Carlson set single-season franchise records for receptions (55) and yards (627) by a tight end. He also scored five touchdowns off of 14 red-zone targets. This was truly a feat, given that starting quarterback Matt Hasselbeck missed nine games. This year, Hasselbeck, Deion Branch and Nate Burleson should be healthy, and newcomer T.J. Houshmandzadeh will help open up the passing game for the Seahawks. While this means more mouths to feed overall, Hasselbeck guided former Seahawks tight end Jerramy Stevens to a career-year in Seattle a few seasons ago, so he does look for the tight end. Look for the Carlson to build on the 80 targets (11th for tight ends) he received during his rookie campaign, now that he has a healthier, more potent offense. Just keep in mind that Houshmandzadeh could cut into his red-zone looks.

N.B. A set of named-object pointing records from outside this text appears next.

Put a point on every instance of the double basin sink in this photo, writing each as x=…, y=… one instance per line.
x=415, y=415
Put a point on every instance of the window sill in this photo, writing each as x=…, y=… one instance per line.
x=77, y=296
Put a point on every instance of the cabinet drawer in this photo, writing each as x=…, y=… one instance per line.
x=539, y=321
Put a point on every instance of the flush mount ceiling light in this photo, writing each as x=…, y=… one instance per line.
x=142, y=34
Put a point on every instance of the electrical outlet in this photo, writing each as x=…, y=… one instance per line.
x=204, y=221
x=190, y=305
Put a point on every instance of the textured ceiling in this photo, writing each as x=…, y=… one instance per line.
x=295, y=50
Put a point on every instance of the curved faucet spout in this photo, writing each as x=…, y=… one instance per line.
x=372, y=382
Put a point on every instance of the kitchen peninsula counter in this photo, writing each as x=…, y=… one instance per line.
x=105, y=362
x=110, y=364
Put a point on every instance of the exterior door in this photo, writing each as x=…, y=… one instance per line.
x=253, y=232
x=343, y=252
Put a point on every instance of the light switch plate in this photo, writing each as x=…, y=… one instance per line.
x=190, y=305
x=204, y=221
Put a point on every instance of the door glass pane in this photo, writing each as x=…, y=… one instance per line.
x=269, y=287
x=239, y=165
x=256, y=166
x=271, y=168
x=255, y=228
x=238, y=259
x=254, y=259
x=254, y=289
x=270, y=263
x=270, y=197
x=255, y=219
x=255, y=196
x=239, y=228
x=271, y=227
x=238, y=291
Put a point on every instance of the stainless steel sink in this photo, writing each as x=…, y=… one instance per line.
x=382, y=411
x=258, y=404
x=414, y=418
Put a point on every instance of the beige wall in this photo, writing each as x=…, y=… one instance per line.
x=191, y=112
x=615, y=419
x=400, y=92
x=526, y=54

The Seahawks like to use their tight ends, but they didn't get much out of last yearís starter Marcus Pollard, who had just 35 targets and 28 receptions. With Pollard gone, 2008 second-round pick John Carlson will battle incumbent Will Heller and free-agent Jeb Putzier for the starting spot. Carlson, whose 100 receptions rank second in Notre Dame history among tight ends, has the most upside, and the Seahawks likely didn't draft him to be a backup. Whoever wins the starting job could see a decent amount of work. Seattle targeted its tight ends 15 times in the red zone last season.